Оказавшись меж двумя спорящими школами, град искусств замечательным образом лишился мира. Для многих зрителей спор этот представлялся спором о словах, такою битвой, в которой расположенье знамен нельзя было предсказать ни на минуту вперед. Добавьте еще к этому междуусобицы - классическая школа сражалась против материализма, ей свойственного, романтическая же за сохранение осмысленности - и тогда вы узрите, из сколь неучтивых нравов зарождаются, как это вынуждена признать критика, все и всяческие достижения. Критик - это тот, кто способен, используя поданные художником знаки, приблизиться к духу, который создал произведение, и увидеть, что в произведении удалось и что оно означает. Для него песнь Шекспира, казалось бы столь же свободная и живая, далекая от умышленной цели, как краски вечера или шорох дождя в саду, не что иное, как ритмическая речь чувства, которое нельзя передать иначе - нельзя, по крайней мере, с такой же ладностью. Но приблизиться к духу, создавшему искусство, значит воздать ему почитание, и для этого сперва нужно отбросить много условностей, ибо никогда сокровеннейшая сфера не откроется тому, кто опутан сетями пошлости.

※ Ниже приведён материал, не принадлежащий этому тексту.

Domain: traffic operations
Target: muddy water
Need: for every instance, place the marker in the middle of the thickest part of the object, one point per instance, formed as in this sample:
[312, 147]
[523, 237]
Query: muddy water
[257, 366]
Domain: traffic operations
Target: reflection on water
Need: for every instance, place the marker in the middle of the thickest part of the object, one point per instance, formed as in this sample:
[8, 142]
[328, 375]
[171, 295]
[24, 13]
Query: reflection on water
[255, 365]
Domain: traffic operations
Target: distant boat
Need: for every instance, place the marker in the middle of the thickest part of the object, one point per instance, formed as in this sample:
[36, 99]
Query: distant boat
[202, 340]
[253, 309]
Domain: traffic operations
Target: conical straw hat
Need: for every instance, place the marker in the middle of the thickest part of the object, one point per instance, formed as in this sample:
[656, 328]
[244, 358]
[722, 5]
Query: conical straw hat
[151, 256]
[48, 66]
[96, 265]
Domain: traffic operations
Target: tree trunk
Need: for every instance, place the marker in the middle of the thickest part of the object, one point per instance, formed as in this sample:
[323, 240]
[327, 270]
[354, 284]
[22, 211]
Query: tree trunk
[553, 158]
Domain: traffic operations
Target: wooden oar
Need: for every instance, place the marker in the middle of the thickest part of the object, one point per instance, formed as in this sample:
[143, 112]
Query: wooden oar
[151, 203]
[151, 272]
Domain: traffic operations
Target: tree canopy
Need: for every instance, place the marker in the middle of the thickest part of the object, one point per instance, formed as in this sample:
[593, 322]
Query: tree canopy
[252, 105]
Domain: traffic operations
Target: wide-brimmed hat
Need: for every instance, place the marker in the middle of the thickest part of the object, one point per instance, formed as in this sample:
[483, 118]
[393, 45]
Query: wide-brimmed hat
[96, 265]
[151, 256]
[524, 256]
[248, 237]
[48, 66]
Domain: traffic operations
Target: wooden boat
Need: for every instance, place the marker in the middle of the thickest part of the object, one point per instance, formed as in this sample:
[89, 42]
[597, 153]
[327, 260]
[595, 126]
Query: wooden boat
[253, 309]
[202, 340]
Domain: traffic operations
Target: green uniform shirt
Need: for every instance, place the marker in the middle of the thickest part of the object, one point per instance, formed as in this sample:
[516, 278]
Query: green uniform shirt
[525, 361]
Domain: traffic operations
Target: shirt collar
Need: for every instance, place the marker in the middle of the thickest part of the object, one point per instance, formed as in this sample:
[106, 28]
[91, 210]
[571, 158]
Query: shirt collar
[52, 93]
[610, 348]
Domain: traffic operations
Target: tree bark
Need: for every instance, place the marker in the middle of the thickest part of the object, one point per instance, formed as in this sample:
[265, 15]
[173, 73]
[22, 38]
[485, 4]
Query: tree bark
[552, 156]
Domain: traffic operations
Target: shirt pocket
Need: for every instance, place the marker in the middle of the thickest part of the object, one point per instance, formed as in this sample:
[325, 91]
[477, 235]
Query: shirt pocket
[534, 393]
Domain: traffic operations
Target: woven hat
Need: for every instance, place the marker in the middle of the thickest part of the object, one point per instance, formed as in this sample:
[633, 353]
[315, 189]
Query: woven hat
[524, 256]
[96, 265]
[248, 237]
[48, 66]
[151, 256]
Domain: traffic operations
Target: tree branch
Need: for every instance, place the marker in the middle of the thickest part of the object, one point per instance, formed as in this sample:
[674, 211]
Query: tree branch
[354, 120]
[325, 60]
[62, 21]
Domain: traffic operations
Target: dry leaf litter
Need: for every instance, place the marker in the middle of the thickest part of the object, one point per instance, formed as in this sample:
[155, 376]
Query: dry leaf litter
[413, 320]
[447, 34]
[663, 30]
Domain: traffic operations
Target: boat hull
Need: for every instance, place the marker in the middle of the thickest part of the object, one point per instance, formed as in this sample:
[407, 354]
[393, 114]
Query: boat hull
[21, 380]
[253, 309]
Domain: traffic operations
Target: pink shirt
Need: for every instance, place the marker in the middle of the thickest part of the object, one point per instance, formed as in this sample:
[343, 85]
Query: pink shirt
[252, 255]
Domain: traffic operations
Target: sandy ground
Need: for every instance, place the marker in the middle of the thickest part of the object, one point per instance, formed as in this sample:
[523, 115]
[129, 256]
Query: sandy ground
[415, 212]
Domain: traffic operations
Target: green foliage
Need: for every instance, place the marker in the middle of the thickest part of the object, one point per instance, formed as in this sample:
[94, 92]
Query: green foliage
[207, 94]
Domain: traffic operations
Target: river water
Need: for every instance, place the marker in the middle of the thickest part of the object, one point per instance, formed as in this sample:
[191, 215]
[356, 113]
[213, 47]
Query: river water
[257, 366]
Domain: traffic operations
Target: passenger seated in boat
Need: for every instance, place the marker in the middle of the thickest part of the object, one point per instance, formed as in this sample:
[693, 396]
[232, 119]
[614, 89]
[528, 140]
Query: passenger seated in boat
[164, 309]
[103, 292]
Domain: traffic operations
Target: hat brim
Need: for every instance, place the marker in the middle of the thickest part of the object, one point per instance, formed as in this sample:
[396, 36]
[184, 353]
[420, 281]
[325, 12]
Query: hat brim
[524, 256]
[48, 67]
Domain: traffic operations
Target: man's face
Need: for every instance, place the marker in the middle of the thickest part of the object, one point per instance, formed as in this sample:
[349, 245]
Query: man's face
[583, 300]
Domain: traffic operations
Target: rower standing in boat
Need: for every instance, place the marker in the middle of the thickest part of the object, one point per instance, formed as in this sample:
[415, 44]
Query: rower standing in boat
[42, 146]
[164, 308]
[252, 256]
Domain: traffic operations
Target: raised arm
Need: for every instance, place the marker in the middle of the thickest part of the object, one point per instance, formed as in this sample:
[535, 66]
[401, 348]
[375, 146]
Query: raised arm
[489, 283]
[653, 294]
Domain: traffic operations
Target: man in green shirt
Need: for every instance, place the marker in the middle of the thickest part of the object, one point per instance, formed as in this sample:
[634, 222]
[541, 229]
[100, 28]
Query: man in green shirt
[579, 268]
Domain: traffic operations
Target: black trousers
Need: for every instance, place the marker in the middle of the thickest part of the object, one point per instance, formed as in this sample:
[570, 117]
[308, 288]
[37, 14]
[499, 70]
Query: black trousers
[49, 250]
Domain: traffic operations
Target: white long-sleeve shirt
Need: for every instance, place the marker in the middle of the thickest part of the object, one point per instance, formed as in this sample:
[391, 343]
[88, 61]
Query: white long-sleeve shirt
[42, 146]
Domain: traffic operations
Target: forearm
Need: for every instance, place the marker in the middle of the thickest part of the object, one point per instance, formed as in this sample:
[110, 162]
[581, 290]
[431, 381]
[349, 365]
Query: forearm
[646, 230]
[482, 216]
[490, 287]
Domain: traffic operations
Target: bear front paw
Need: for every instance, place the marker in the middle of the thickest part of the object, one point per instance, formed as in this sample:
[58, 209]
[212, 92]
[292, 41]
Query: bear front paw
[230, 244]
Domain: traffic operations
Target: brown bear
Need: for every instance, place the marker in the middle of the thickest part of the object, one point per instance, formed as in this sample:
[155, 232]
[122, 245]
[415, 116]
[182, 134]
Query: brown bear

Главнейшей среди всех пошлостей Стивен объявил древний принцип, по которому назначение искусства - наставлять, возвышать и развлекать. "Я не в силах найти никаких следов этой пуританской концепции эстетической цели в данном Фомой Аквинским определении красоты, - писал он, - как равно и вообще во всем, что написал Фома о прекрасном. Те качества, каких он ожидает от красоты, на поверку носят столь отвлеченный и всеобщий характер, что даже самому ревностному его приверженцу невозможно использовать его теорию для нападок на какое бы то ни было произведение искусства, доставшееся нам из рук какого бы то ни было художника". Такое опознание прекрасного на основании самых абстрактных отношений, доставляемых предметом, к которому приложим сей термин, заведомо ничуть не подкрепляющее заповеди Noli Tangere, само являлось всего лишь оправданным следствием снятия с художника всех запретов. Границы приличия как-то слишком навязчиво заявляют о себе современному спекулятору и своим воздействием подвигают неискушенный ум выносить самые поверхностные приговоры. Ибо невозможно переусердствовать в упорном внушении обществу, что традиция искусства состоит в ведении художников, и даже если они не превращают нарушение границ приличий в свое постоянное занятие, общество не имеет права делать отсюда вывод, будто они не требуют для себя полнейшей свободы нарушить эти границы, как только сочтут нужным. Не менее абсурдно, писал сей пламенный революционер, для критики, которая сама замешана на гомилиях, воспрещать художнику в его откровении прекрасного свободный выбор своих путей, чем для полиции - воспрещать сумме двух сторон треугольника быть больше третьей стороны оного.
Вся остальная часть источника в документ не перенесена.